Let us first determine the area of the black polished lens. According to equation (1), the black polished area of the lens is
$A' = \dfrac{{\pi {d^{'2}}}}{4}$
Substitute $\dfrac{d}{2}$ for $d'$ in the above equation.
$A' = \dfrac{{\pi {{\left( {\dfrac{d}{2}} \right)}^2}}}{4}$
$\Rightarrow A' = \dfrac{{\pi {d^2}}}{{16}}$

The area $A''$ of the lens which is unpolished is
$A'' = A - A'$
$\Rightarrow A'' = \dfrac{{\pi {d^2}}}{4} - \dfrac{{\pi {d^2}}}{{16}}$
$\Rightarrow A'' = \dfrac{{4\pi {d^2} - \pi {d^2}}}{{16}}$
$\Rightarrow A'' = \dfrac{{3\pi {d^2}}}{{16}}$
This is the unpolished area of the lens.

The intensity of the image formed by the lens initially is $I$. We have asked to determine the intensity $I'$ of the image formed by the unpolished area of the lens. We know that the intensity of the image formed is directly proportional to area of the lens contributing in the image formation.
$I \propto A$
We can write this relation for the two intensities of the image before and after polishing the lens as
$\dfrac{{I'}}{I} = \dfrac{{A''}}{A}$

Substitute $\dfrac{{\pi {d^2}}}{4}$ for $A$ and $\dfrac{{\pi {d^2}}}{{16}}$ for $A''$ in the above equation.
$\dfrac{{I'}}{I} = \dfrac{{\dfrac{{3\pi {d^2}}}{{16}}}}{{\dfrac{{\pi {d^2}}}{4}}}$
$\Rightarrow \dfrac{{I'}}{I} = \dfrac{{12}}{{16}}$
$\therefore I' = \dfrac{{3I}}{4}$

Hence, the intensity of the image formed by the remaining part of the lens is $\dfrac{{3I}}{4}$.

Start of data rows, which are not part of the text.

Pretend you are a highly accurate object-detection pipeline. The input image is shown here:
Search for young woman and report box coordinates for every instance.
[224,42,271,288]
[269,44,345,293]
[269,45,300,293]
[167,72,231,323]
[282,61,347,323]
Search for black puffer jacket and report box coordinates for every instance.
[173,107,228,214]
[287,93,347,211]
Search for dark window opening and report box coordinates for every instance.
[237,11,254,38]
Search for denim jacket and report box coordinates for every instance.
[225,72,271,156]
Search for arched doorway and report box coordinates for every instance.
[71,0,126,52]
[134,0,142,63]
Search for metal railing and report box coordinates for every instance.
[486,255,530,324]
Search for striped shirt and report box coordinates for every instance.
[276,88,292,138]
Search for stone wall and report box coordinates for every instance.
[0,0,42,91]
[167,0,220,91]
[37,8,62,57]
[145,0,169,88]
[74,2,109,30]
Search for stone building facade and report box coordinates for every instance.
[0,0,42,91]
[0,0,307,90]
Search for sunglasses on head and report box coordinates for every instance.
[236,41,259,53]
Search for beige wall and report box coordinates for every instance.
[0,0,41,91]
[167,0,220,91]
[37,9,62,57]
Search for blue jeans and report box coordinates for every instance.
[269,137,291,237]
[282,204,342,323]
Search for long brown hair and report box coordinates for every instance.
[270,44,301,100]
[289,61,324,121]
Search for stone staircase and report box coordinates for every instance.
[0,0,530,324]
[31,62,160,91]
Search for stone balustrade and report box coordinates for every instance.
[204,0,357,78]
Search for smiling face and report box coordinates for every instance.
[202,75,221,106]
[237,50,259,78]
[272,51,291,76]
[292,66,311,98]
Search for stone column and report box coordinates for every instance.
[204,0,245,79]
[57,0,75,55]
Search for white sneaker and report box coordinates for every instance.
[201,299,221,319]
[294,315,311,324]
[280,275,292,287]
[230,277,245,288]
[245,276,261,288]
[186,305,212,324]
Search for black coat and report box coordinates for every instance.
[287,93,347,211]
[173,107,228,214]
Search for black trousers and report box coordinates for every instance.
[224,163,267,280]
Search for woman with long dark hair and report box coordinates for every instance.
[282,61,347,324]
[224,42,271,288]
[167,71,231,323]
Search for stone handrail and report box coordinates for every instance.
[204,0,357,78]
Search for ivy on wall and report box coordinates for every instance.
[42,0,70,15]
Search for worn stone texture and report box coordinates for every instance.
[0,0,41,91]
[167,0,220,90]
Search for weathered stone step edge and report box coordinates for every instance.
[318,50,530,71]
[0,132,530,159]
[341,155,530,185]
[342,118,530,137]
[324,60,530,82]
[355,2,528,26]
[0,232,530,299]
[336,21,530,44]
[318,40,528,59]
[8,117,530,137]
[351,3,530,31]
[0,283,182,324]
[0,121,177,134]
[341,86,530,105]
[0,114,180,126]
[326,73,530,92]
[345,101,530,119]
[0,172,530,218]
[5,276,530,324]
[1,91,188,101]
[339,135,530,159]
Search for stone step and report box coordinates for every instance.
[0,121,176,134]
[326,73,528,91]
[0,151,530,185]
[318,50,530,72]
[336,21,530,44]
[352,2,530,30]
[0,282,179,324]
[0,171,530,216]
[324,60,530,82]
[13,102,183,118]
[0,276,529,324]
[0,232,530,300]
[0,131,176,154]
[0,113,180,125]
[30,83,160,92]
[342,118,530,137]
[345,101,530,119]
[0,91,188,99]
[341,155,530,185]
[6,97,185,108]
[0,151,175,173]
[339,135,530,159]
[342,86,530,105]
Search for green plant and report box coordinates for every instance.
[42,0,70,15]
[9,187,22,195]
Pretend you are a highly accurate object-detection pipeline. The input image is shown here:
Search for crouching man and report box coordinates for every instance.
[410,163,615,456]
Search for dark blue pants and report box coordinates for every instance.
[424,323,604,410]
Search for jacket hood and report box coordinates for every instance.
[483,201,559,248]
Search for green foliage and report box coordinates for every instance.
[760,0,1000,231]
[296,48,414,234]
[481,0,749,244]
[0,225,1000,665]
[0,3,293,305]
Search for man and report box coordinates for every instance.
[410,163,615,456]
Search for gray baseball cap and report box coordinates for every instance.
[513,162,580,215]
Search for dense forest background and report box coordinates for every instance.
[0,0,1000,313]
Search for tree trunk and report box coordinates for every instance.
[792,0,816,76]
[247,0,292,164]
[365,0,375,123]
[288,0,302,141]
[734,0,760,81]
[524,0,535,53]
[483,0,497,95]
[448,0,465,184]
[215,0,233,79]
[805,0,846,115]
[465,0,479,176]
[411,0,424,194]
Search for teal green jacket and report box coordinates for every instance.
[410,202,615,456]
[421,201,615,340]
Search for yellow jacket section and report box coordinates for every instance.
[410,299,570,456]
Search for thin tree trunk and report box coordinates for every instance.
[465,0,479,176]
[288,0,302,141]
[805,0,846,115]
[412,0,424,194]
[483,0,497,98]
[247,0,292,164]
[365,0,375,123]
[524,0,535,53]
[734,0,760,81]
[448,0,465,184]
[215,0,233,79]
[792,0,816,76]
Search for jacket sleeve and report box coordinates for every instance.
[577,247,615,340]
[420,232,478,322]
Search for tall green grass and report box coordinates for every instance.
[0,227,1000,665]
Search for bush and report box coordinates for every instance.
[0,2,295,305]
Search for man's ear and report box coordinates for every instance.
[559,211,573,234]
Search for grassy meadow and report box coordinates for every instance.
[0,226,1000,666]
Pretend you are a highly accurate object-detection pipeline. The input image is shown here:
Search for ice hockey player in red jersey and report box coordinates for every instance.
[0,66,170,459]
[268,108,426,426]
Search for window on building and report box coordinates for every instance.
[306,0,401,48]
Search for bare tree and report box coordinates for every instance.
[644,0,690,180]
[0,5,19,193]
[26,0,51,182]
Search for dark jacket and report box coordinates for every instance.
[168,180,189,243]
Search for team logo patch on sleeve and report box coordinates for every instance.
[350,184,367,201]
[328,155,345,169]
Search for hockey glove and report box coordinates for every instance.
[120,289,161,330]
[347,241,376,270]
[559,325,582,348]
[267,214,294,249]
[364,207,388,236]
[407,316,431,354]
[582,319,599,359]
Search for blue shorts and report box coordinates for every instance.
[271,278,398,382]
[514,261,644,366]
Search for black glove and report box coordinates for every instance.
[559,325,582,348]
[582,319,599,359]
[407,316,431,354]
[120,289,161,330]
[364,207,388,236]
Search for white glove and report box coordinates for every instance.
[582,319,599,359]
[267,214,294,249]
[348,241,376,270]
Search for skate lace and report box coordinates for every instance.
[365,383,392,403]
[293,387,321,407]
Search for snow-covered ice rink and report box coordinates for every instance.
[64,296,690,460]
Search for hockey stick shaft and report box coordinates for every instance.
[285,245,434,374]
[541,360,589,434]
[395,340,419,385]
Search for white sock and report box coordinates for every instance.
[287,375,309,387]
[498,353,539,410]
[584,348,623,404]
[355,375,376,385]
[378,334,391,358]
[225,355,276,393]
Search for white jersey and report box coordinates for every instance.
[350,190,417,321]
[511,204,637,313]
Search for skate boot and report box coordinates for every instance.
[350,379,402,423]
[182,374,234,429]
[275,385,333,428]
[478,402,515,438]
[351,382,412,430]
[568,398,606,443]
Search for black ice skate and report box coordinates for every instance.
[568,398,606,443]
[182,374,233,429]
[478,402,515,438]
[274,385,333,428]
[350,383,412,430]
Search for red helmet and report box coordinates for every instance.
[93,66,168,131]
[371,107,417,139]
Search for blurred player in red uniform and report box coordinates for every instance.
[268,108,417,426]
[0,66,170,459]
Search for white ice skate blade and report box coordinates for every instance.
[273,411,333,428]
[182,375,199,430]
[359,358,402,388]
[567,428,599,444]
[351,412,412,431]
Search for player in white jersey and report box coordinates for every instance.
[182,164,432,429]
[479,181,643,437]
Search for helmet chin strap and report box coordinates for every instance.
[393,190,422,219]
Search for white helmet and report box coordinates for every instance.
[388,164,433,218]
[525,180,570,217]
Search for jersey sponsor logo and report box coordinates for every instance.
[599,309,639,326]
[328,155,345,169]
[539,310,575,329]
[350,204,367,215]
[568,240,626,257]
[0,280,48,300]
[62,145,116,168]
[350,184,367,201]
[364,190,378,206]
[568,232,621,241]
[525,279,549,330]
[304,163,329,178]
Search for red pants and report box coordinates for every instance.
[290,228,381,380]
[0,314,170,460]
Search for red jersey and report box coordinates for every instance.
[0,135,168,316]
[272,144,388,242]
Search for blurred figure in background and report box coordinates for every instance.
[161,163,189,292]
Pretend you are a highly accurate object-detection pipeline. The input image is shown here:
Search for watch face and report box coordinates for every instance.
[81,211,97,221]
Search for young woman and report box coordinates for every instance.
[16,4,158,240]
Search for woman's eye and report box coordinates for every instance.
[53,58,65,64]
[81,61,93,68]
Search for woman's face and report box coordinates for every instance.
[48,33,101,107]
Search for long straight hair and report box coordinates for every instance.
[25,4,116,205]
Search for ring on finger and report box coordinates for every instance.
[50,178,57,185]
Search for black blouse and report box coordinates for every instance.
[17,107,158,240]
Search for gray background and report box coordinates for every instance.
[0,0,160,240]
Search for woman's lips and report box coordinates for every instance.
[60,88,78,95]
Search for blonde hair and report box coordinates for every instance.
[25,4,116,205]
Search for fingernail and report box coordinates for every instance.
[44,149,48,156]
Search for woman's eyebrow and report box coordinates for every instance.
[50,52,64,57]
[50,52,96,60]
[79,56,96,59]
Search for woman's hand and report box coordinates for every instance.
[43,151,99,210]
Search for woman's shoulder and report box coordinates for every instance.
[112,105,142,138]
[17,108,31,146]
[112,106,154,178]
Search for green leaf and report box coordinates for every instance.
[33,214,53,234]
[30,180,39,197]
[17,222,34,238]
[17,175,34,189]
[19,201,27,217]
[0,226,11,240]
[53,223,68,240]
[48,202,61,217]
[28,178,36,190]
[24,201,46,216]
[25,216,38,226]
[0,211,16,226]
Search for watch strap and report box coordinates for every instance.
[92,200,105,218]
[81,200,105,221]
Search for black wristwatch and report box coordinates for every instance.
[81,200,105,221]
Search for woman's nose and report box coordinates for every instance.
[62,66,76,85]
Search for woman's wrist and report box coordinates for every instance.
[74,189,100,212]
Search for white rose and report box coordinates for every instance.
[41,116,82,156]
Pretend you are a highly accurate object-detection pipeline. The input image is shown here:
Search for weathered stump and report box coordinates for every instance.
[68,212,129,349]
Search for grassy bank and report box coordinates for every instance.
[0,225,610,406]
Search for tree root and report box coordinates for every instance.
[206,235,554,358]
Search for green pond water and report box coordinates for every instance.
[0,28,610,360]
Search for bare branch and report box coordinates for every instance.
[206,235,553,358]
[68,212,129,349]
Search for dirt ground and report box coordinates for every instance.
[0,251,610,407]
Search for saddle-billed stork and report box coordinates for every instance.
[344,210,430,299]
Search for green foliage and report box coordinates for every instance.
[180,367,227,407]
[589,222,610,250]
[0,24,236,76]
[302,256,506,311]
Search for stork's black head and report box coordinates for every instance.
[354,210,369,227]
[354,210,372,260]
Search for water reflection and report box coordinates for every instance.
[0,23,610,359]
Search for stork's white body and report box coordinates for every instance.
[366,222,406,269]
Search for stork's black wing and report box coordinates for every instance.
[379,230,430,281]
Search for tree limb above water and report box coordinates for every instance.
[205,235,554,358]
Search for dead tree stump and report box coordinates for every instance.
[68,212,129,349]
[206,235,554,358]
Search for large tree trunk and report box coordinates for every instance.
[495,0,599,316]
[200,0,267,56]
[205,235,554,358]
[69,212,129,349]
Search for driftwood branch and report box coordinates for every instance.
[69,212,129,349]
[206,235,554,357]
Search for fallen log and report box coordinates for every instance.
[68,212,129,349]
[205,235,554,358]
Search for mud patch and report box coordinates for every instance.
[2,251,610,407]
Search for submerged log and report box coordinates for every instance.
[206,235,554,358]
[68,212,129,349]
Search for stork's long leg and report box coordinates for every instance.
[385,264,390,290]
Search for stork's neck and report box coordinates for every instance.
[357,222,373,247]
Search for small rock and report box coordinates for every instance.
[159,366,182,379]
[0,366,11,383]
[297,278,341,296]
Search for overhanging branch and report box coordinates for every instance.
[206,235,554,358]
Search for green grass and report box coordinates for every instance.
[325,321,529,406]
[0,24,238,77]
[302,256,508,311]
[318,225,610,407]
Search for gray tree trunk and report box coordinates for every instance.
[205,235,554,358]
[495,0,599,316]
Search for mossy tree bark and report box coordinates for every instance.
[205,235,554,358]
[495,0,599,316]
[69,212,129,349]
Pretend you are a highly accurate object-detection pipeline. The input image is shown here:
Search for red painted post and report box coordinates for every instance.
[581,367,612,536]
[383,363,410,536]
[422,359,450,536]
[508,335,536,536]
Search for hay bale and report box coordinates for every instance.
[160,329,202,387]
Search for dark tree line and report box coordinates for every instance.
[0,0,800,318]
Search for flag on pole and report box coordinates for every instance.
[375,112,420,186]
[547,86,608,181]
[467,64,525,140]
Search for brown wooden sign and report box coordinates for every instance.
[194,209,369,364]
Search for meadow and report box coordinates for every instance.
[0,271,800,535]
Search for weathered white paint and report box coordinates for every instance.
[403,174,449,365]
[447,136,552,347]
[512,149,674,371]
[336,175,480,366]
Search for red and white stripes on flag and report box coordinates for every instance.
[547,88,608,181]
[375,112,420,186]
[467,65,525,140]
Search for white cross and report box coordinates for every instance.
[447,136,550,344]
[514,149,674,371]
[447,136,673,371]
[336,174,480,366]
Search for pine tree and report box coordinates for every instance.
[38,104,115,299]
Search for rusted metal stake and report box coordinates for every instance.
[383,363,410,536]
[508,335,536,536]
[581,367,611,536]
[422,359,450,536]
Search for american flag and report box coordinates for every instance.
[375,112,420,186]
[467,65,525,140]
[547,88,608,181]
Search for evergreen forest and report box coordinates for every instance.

Note: The students may forget to determine the area of the unpolished surface of the lens and determine the intensity of the image formed by the polished surface in terms of initial intensity of the image. But the students should keep in mind that there is no image formation by the black polished area of the lens. So, the answer will be incorrect. Also the students may think that the image will not be formed if some area of the lens is polished. But the image is formed with less intensity.